Each payload must include:
- "name": string
- "description": string
- "minimum_order": integer
- "price": number
- "price_currency": string
- "supply_ability": integer
DO NOT include any "id" or "score" fields.
DO NOT wrap the response in triple backticks or Markdown formatting.
Context:
%s
Question: %s
Respond ONLY with the array of payloads.`, context, question)
apiKey := os.Getenv("OPENAI_API_KEY")
if apiKey == "" {
return RAGResponse{}, fmt.Errorf("missing OPENAI_API_KEY")
}
reqBody := map[string]interface{}{
"model": "gpt-4o-2024-08-06",
"messages": []map[string]string{
{"role": "user", "content": prompt},
},
}
encoded, _ := json.Marshal(reqBody)
req, _ := http.NewRequest("POST", "https://api.openai.com/v1/chat/completions", bytes.NewBuffer(encoded))
req.Header.Set("Content-Type", "application/json")
req.Header.Set("Authorization", "Bearer "+apiKey)
res, err := http.DefaultClient.Do(req)
...
}- The response generated by the LLM may contain extra details or technical metadata.
- The response then undergoes postprocessing: unnecessary parts are removed, and the result is formatted into a readable and clean output.
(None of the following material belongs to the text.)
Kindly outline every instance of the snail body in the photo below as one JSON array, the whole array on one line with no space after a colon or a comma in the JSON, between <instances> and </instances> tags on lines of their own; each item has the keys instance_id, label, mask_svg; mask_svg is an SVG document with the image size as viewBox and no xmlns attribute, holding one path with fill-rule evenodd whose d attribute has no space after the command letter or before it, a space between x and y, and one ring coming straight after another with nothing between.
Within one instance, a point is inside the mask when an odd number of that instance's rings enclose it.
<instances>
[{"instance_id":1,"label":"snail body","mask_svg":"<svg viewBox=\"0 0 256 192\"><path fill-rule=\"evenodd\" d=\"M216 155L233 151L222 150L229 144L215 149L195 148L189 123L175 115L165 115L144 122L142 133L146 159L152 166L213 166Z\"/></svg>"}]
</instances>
- Finally, the system returns a polished, human-readable answer to the user.
✅ Conclusion
This project demonstrates how developers can build a complete RAG pipeline using Golang — from data ingestion and embedding to vector search and response generation. By working with Go, you not only gain performance and simplicity but also get a clear, modular view of how a RAG system is structured and operates under the hood.